1. A kit for detecting a novel coronavirus infection, wherein the kit comprises software or a chip of a standard database of characteristic polypeptides, and is useful for providing a standard data or curve alignment for mass spectrometry of a sample to be tested to determine the expression profile of the characteristic polypeptides in the sample to be tested, comprising a polypeptide composition consisting of:

a characteristic polypeptide having a mass to charge ratio of 11680m/z, the polypeptide sequence of which is selected from the group consisting of the sequences shown in SEQ ID No. 19;

Wherein a positive sample is indicated when the peak of the characteristic polypeptide 7614m/z, 8034m/z, 8226m/z, 8986m/z, 9626m/z, 15123m/z, 15867m/z, 28091m/z is up-regulated while the peak of the characteristic polypeptide 6939m/z, 13719m/z, 13765m/z, 13886m/z, 14049m/z, 14095m/z, 14102m/z is down-regulated in a serum sample for mass spectrometry detection, i.e., the serum sample is determined to be provided to a novel coronavirus infected patient, and a ten fold cross-validation accuracy is about 93.31%.

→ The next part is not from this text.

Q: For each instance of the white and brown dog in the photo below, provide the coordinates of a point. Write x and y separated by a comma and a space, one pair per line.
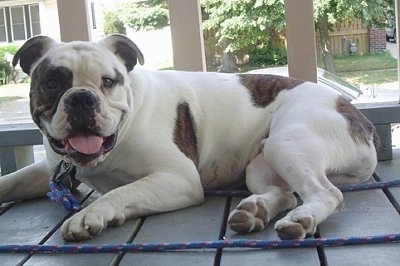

2. The kit of claim 1, wherein the polypeptide composition consists only of the characteristic polypeptides having mass to charge ratios of 8986m/z, 28091m/z, 6939m/z, 13886m/z, 14049m/z, 14102m/z, respectively, wherein a ten fold cross-validation accuracy of about 91% is indicated when peaks of the characteristic polypeptides 8986m/z, 28091m/z are up-regulated while peaks of the characteristic polypeptides 6939m/z, 13886m/z, 14049m/z, 14102m/z are down-regulated for expression, indicating that the serum sample is a positive sample, i.e., a provider of the serum sample is determined to be a novel coronavirus infected patient.

3. The kit according to any one of claims 1-2, wherein the kit comprises a sample processing fluid.

4. The kit of claim 3, wherein the kit further comprises a standard mass spectrometry sample tube that ensures that the molecular weight measured by the mass spectrometer is accurate.